Yes it is undefined, but the behaviour you observe is not necessarily surprising; it is just that the stack is reused and the reused space is not initialised, and you happened to have reused exactly the same stack location as the previous call. All memory has to contain something and if you call this function and it happens to re-use the same stack frame as a previous call, it will contain whatever was last left there.
For example if you call:
Func() ;
Func() :
It is not defined, but not unreasonable for the second call fooStruct.foo
to contain the value left by the first call, because that is what would happen when the compiler takes no action to initialise the variable.
However if instead you had:
void Func2()
{
int x = 0 ;
int y = 0 ;
Func() ;
}
Then called:
Func() ;
Func2() ;
The second call to Func()
via Func2()
would almost certainly place the local fooStruct.foo
at a different address within the stack because of the stack frame for Func2
, so would not then have the same value other then by coincidence. Moreover if the sequence were:
Func() ;
Func2() ;
Func() ;
The third call to Func()
might use the same stack location as the first, but that space will probably have been modified by Func2()

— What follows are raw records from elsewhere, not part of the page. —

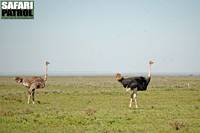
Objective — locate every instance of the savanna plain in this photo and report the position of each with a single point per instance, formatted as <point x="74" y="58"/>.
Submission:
<point x="90" y="104"/>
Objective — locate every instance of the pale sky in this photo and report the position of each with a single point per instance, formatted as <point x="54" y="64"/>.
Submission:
<point x="103" y="37"/>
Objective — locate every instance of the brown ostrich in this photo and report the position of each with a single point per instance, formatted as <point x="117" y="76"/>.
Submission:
<point x="33" y="83"/>
<point x="135" y="83"/>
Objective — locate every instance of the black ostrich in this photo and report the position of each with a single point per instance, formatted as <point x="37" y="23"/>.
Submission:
<point x="135" y="83"/>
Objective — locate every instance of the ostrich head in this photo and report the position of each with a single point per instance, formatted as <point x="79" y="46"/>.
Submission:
<point x="151" y="62"/>
<point x="118" y="76"/>
<point x="47" y="63"/>
<point x="18" y="79"/>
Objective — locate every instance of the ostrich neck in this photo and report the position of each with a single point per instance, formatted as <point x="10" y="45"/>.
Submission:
<point x="45" y="76"/>
<point x="149" y="70"/>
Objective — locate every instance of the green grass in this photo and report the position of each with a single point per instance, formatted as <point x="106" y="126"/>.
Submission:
<point x="100" y="104"/>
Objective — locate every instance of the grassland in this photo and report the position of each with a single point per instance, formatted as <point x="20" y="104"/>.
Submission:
<point x="100" y="104"/>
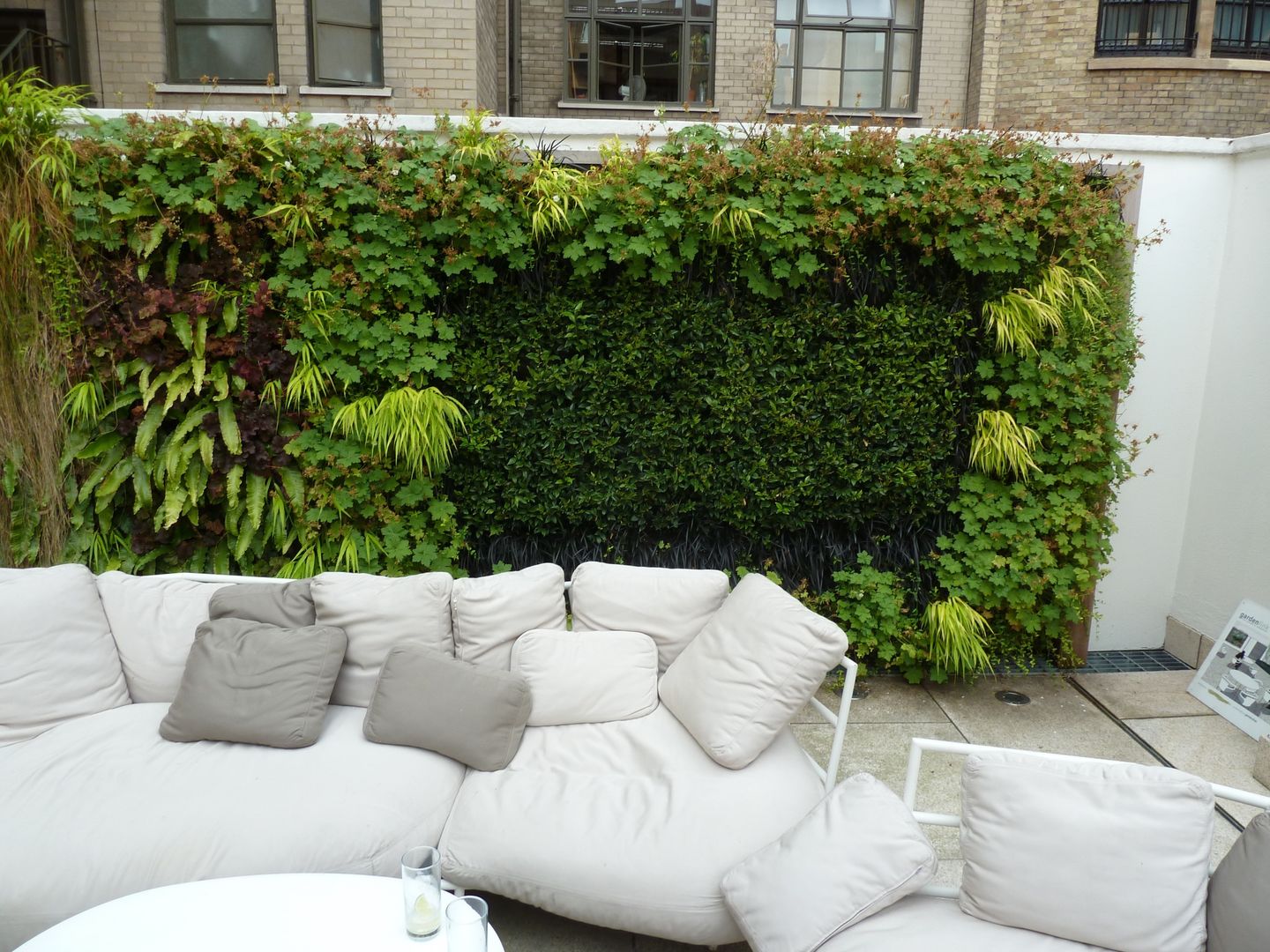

(because of the initialised variables), so likely you will no longer observe the same value in fooStruct.foo
.
That is what uninitialised means; you get whatever happens to be there. And because when a variable goes out of scope, it is not generally modified, such values can "reappear" (and not necessarily in the same variable) - just because that is the simplest and most efficient implementation (i.e. to do nothing).